Chicken and Broccoli Stir-Fry
Ingredients
- 1 lb 450 g boneless, skinless chicken breasts, thinly sliced
- 2 tablespoons olive oil divided
- 1 large head broccoli cut into florets (about 4 cups)
- 1 red bell pepper thinly sliced
- 2 carrots peeled and thinly sliced
- 3 garlic cloves minced
- 1 tablespoon fresh ginger grated
- 1/4 cup low-sodium soy sauce
- 2 tablespoons oyster sauce optional, for depth of flavor
- 1 tablespoon rice vinegar
- 1 tablespoon honey or maple syrup
- 1 tablespoon cornstarch for thickening
- 1/4 cup water
- 1/2 teaspoon sesame oil optional, for aroma
- 1 tablespoon sesame seeds optional, for garnish
- Freshly ground black pepper to taste
Instructions
- Prep the Chicken and Veggies: Slice the chicken breasts thinly and set aside. Prepare the vegetables by cutting the broccoli into florets, slicing the bell pepper, and peeling and slicing the carrots. Mince the garlic and grate the ginger.
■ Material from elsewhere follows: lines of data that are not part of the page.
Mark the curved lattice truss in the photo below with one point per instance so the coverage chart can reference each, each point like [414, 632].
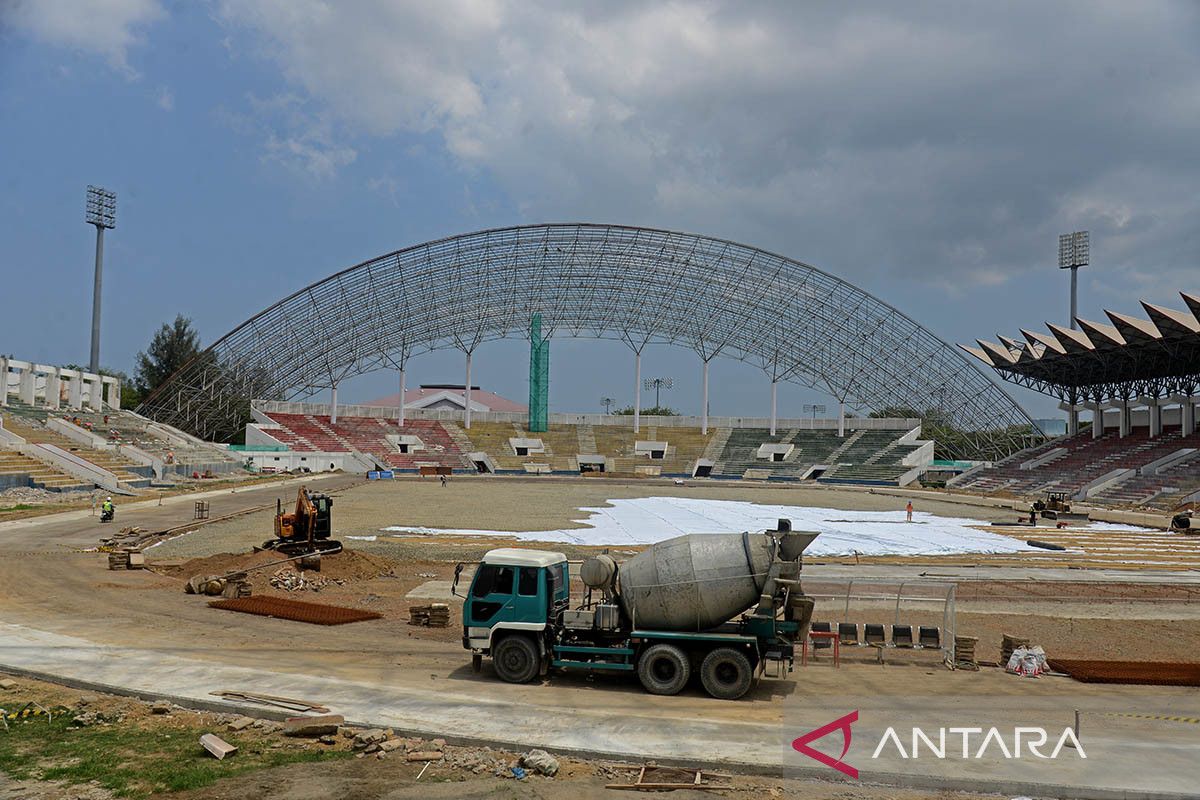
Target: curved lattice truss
[635, 284]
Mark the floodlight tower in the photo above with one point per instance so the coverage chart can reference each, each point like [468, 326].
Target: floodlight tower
[102, 214]
[658, 385]
[1073, 253]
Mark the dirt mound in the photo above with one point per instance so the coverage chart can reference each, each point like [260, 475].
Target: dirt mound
[347, 566]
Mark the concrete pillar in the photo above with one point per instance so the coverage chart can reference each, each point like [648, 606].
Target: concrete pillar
[75, 392]
[637, 390]
[53, 389]
[774, 385]
[94, 394]
[402, 392]
[467, 394]
[28, 385]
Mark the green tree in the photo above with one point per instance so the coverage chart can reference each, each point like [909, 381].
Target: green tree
[654, 410]
[171, 348]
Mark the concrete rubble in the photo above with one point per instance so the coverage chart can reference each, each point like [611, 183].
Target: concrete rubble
[313, 727]
[291, 579]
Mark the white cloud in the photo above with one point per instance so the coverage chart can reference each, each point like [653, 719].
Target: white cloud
[901, 138]
[106, 28]
[166, 98]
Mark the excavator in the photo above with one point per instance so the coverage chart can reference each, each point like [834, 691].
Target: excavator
[307, 529]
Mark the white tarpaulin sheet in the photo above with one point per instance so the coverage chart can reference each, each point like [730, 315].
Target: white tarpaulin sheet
[643, 521]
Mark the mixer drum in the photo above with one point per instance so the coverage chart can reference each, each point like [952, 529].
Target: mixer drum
[695, 582]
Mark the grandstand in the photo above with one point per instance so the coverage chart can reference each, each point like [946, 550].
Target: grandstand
[883, 451]
[1139, 378]
[714, 298]
[63, 429]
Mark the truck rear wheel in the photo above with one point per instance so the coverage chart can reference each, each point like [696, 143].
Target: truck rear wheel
[516, 659]
[726, 674]
[664, 669]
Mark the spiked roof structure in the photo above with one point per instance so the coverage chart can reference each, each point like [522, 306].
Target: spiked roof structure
[637, 286]
[1129, 358]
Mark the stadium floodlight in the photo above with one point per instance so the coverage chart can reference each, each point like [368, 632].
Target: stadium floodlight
[101, 208]
[1074, 251]
[658, 385]
[102, 214]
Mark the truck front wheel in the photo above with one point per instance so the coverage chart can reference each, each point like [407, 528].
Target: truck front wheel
[726, 674]
[516, 659]
[664, 669]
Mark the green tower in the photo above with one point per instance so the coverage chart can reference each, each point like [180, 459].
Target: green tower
[539, 377]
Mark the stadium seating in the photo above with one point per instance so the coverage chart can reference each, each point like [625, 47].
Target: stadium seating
[444, 444]
[22, 470]
[29, 423]
[861, 456]
[1083, 459]
[684, 447]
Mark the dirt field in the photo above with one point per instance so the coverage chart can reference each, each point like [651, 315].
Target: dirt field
[48, 583]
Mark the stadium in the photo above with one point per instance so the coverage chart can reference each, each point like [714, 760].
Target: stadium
[1075, 542]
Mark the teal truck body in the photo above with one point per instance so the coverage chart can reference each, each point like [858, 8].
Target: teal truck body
[731, 612]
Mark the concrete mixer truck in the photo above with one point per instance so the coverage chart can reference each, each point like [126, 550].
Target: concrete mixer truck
[726, 607]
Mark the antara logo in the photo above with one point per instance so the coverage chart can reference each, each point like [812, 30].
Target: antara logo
[802, 744]
[1031, 739]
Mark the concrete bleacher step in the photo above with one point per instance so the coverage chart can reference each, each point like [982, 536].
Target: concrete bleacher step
[40, 475]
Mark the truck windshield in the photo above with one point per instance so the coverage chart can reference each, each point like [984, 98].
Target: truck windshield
[492, 579]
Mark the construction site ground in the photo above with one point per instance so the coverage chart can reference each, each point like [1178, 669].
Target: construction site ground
[64, 615]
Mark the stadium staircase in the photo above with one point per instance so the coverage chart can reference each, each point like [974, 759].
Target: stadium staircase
[493, 439]
[883, 464]
[587, 434]
[127, 428]
[22, 470]
[29, 423]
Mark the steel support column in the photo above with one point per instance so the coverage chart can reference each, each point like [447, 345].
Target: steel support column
[774, 385]
[637, 390]
[402, 390]
[467, 395]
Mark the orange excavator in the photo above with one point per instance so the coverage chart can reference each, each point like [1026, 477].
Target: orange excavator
[307, 529]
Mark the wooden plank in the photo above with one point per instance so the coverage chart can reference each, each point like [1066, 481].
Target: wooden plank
[217, 746]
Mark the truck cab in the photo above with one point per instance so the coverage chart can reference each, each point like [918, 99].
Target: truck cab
[515, 595]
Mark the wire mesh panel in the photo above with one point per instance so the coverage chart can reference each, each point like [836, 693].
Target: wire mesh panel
[633, 284]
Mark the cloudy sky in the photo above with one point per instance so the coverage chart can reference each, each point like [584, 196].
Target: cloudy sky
[929, 154]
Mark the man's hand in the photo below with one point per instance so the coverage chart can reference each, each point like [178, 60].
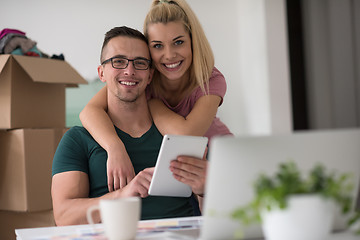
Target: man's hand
[120, 170]
[191, 171]
[139, 186]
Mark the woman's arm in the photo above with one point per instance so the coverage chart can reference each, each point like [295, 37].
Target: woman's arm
[96, 120]
[197, 122]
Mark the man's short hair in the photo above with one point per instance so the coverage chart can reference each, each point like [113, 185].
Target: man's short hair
[122, 31]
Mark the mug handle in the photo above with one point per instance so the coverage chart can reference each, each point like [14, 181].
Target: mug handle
[89, 213]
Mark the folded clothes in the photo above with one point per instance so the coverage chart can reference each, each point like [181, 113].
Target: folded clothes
[32, 52]
[7, 38]
[24, 43]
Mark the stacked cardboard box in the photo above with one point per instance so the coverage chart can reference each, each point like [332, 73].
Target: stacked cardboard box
[32, 122]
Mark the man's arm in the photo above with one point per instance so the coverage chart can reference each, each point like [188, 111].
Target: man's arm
[70, 194]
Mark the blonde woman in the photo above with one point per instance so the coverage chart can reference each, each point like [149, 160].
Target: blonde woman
[183, 96]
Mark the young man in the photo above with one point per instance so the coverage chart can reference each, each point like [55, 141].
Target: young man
[79, 166]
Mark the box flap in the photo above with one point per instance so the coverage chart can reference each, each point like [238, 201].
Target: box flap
[3, 61]
[49, 70]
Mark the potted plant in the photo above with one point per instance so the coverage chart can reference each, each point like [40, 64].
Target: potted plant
[292, 206]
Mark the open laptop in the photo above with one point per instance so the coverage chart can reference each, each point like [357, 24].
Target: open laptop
[235, 163]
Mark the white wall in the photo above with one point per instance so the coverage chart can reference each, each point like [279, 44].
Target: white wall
[248, 38]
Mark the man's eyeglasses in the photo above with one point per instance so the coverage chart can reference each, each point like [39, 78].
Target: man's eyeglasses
[122, 63]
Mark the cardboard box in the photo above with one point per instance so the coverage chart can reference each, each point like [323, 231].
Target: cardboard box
[32, 91]
[9, 221]
[25, 168]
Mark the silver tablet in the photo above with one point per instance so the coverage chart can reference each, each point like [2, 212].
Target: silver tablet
[163, 183]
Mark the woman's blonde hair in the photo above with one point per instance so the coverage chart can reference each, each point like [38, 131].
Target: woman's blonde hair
[164, 11]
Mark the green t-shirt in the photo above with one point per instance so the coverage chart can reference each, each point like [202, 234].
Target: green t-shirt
[78, 151]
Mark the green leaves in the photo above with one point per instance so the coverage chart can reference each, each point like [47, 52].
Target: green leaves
[272, 191]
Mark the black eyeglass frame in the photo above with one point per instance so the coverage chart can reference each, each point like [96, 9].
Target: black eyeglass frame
[128, 60]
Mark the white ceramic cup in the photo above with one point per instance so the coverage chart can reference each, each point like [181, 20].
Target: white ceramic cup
[120, 217]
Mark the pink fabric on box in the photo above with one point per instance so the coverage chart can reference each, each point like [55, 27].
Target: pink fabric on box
[9, 30]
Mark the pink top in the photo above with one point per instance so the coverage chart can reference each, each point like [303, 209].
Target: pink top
[217, 86]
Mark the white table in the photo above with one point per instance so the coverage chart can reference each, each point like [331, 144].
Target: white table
[164, 229]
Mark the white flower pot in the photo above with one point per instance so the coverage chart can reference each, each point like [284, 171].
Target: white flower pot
[306, 217]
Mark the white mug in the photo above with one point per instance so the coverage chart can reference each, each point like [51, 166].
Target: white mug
[120, 217]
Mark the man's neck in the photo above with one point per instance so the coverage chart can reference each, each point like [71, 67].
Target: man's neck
[134, 118]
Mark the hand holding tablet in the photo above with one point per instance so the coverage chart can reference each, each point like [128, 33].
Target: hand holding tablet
[163, 183]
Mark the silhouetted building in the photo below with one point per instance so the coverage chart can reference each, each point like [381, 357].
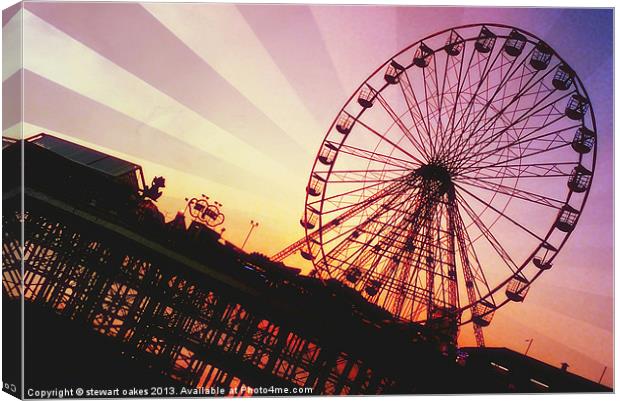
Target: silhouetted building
[115, 297]
[504, 370]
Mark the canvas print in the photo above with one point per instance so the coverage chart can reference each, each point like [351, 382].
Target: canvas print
[297, 199]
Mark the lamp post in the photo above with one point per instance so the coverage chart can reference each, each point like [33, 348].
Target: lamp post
[530, 341]
[253, 225]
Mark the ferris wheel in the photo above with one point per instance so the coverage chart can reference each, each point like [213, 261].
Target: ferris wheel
[453, 176]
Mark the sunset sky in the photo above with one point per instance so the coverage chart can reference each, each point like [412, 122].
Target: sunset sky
[234, 101]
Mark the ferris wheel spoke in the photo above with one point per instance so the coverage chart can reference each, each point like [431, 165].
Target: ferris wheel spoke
[523, 118]
[486, 100]
[473, 274]
[490, 238]
[467, 161]
[429, 95]
[528, 139]
[406, 132]
[523, 170]
[377, 175]
[501, 213]
[393, 144]
[415, 111]
[526, 164]
[378, 194]
[457, 96]
[491, 122]
[377, 157]
[472, 99]
[515, 192]
[522, 89]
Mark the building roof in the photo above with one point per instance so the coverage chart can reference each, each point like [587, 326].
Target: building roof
[7, 141]
[88, 157]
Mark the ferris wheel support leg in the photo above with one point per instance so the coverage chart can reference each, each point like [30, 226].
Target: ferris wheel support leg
[479, 335]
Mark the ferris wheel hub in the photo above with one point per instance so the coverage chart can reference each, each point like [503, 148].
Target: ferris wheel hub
[436, 175]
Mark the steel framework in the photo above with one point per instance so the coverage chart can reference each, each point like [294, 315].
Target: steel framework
[190, 308]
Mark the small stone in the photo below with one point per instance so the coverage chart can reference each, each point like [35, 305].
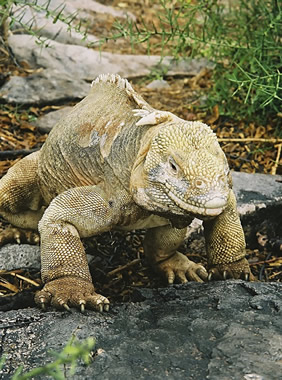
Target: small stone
[158, 84]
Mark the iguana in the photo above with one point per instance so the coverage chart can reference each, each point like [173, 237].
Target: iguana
[115, 163]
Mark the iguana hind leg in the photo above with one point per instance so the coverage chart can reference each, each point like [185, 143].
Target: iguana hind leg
[78, 212]
[21, 201]
[225, 245]
[160, 247]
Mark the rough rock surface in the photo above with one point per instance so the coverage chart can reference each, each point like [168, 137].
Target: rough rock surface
[216, 331]
[14, 256]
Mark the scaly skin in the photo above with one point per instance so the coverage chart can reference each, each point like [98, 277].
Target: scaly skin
[116, 163]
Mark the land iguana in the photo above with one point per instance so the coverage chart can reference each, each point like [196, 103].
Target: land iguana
[115, 163]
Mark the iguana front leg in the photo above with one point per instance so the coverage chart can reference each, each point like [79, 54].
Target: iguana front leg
[225, 244]
[78, 212]
[160, 248]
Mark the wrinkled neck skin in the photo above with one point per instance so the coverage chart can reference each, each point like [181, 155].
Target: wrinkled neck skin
[175, 195]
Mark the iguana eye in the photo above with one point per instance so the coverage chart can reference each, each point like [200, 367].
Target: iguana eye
[173, 165]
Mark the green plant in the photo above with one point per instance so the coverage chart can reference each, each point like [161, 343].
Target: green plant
[71, 353]
[243, 40]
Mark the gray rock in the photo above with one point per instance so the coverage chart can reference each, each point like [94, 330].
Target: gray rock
[255, 191]
[80, 62]
[15, 256]
[46, 122]
[158, 84]
[45, 87]
[192, 331]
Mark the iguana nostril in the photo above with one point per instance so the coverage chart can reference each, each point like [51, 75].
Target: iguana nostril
[200, 184]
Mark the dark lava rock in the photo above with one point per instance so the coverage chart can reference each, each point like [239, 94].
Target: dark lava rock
[219, 331]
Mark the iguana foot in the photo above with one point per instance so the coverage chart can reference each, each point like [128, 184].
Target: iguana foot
[18, 235]
[179, 267]
[66, 292]
[236, 270]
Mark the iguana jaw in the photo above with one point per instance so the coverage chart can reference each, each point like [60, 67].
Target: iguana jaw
[213, 207]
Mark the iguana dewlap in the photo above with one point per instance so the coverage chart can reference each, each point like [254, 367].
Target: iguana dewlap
[114, 162]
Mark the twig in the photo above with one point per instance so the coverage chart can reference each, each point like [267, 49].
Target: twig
[250, 139]
[275, 166]
[16, 153]
[123, 267]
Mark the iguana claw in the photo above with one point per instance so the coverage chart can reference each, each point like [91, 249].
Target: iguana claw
[181, 268]
[67, 292]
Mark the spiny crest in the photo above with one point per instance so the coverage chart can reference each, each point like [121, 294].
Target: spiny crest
[114, 79]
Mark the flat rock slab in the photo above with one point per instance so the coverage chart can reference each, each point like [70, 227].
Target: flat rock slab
[217, 331]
- Cook the Chicken: Heat 1 tablespoon of olive oil in a large skillet or wok over medium-high heat. Add the chicken slices and cook for 5-7 minutes until fully cooked and lightly browned. Remove the chicken from the skillet and set aside.
- Cook the Vegetables: In the same skillet, add the remaining tablespoon of olive oil. Toss in the broccoli, bell pepper, and carrots. Stir-fry for 4-5 minutes, allowing the veggies to become tender but still crisp. Add the garlic and ginger, cooking for another minute until fragrant.
- Make the Sauce: In a small bowl, whisk together the soy sauce, oyster sauce (if using), rice vinegar, honey or maple syrup, cornstarch, water, and sesame oil (if using). Ensure the cornstarch is fully dissolved.
- Combine Chicken, Veggies, and Sauce: Return the cooked chicken to the skillet with the vegetables. Pour the sauce over the mixture and stir well to coat everything evenly. Let it cook for 2-3 minutes, stirring frequently, until the sauce thickens.
- Garnish and Serve: Sprinkle sesame seeds on top for garnish, if desired, and season with freshly ground black pepper to taste. Serve hot over steamed rice, noodles, or enjoy as-is for a low-carb option.